I've completed four 2-page openings of an erasure/overpainting of Bartleby the Scrivener, "Bar by the Riven." I'm no Ronald Johnson, nor even a Tom Phillips, but take an intense joy in the process – exacto-ing apart the pages, gluing them down on heavy waterpaper stock, pulling out phrases and words that catch my eye, and then painting over the whole in vivid acrylic colors & designs (at this point, mostly vaguely Suprematist, but I've got a good deal of the story to go, & look forward to trying out all sorts of graphic styles). The designing is the smallest part of my pleasure: I love the texture of the paints, the sensation of laying down the colors with my smallest brushes – even the final step of embalming it all under a high-gloss varnish, bringing all the colors out into an eye-popping clarity.

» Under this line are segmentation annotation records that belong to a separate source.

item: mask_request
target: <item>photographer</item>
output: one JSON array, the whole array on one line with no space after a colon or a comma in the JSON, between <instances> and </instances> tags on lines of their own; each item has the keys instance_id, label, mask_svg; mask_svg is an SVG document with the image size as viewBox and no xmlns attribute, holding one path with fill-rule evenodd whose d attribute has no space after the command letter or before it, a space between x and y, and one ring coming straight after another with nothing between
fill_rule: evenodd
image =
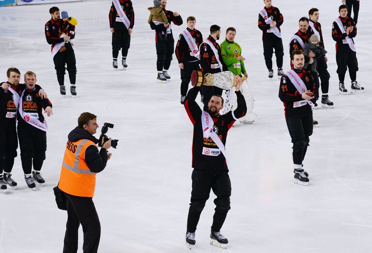
<instances>
[{"instance_id":1,"label":"photographer","mask_svg":"<svg viewBox=\"0 0 372 253\"><path fill-rule=\"evenodd\" d=\"M96 173L105 169L111 157L107 150L111 147L112 140L102 140L98 152L98 140L93 135L99 127L96 118L91 113L82 113L78 119L78 126L68 135L58 184L67 202L64 253L77 252L81 223L84 233L84 252L97 253L99 244L101 226L92 198Z\"/></svg>"}]
</instances>

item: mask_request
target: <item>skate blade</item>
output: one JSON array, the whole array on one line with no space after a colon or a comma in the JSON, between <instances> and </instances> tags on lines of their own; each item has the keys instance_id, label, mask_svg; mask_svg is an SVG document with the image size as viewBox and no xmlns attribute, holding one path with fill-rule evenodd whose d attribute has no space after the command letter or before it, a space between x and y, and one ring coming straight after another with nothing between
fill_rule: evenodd
<instances>
[{"instance_id":1,"label":"skate blade","mask_svg":"<svg viewBox=\"0 0 372 253\"><path fill-rule=\"evenodd\" d=\"M296 185L300 185L300 186L308 185L308 182L302 182L302 181L300 181L300 180L297 180L297 179L295 179L294 182L293 183L294 183L294 184L296 184Z\"/></svg>"},{"instance_id":2,"label":"skate blade","mask_svg":"<svg viewBox=\"0 0 372 253\"><path fill-rule=\"evenodd\" d=\"M227 243L221 243L218 242L217 240L215 240L214 239L210 239L210 245L218 247L219 248L222 248L222 249L227 248Z\"/></svg>"}]
</instances>

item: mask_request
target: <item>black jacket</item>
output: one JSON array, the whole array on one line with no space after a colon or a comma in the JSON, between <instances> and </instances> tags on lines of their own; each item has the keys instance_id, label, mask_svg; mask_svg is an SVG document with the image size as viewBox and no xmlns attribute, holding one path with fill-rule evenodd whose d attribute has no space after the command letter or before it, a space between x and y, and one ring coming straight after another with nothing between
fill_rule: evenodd
<instances>
[{"instance_id":1,"label":"black jacket","mask_svg":"<svg viewBox=\"0 0 372 253\"><path fill-rule=\"evenodd\" d=\"M76 142L82 139L91 140L96 144L98 143L98 140L95 136L81 127L76 127L68 134L69 141ZM91 145L85 150L85 162L92 172L98 173L103 170L108 160L107 151L103 148L98 152L96 146Z\"/></svg>"}]
</instances>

Lisa Robertson's XEclogue (1993, my copy New Star Books, 1999) is 10 eclogues, more or less. "Nancy" and "Lady M" exchange letters; the "Roaring Boys" sing roisterous adaptations of the Pervigilium Veneris. The pastoral shades here, as it so often does, into the gardening poem, but always remains on the uncultivated side of the hedge. Robertson, as one of the most theoretically sophisticated poets writing, knows the centrality of the pastoral to Western thought (John Taggart said somewhere, recently, "the pastoral is the Western tradition"): it's the most fundamentally political of genres (cf. Empson), the field in which one steps out of the social/urban precisely to take stock of society. Robertson's is a pastoral of gender relations and the socio-psychoanalytic construction of the subject. Oof, that sounds MLA-ish, doesn't it? which doesn't get at how weird and intriguing a book this is, how pitch-perfect her voice is as she veers towards & inevitably avoids the conventionally lyrical.
A copy of Anathem, Neal Stephenson's latest door-stopping epic of speculative fiction, has fallen into my hands. I've turned it over a few times, contemplating all the word-of-mouth intelligence I've received, & the few reviews I've read ("huge," "daunting complex," "too clever by half"), & have compromised: I'll certainly tackle this sometime over the summer, but for now it's China Miéville's The Scar.
The people at Otis College of Art and Design are producing some exceeding beautiful books under the Otis Books/Seismicity Editions imprint. I am at the moment enthralled by the first stretch of Ray DiPalma's The Ancient Use of Stone: Journals and Daybooks 1998-2008, a decade's worth of notebooks – so it would seem; one always wonders, reading a published daybook/journal/commonplace book, how much retouching has been applied to the messy pages of the original. Right now I'm still in "The Ancient Use of Stone," the earliest of DiPalma's daybooks here collected – part journal, part commonplace book, part bibliographical checklist (mostly of early modern imprints). It has precisely the miscellaneous character I enjoy in these things, shifting from quotation to observational prose to verse, often in the compass of a single entry. And I can't resist looking ahead: the later daybooks are even more miscellaneous – multiple columns, typefaces, graphics, etc. More later on this large & beautiful book.
The notebook as word-hoard, prose-hoard, treasury of lines & passages. Thoreau's journals as the vast quarry from which he excavated his books; Emerson's as the practice room in which he tried out the various virtuoso passages to be included in his essays. My own shelf of notebooks seems to grow exponentially: I realize, soberingly, that I probably now own enough blank pages to keep me busy for the rest of my life (solution: write more!). The ones I've filled are of distressingly little interest: hundreds of pages of journalizing, repeated drafts of poems (I copy back & forth from notebook to notebook, keeping track – when I don't lose track – by arcane numbering schemes), passages of prose for whatever assignment happens to be on my plate at the moment. Unlined notebooks encourage me to doodle, even to draw, which makes them rather nicer to look at; lined notebooks encourage more voluble word-production.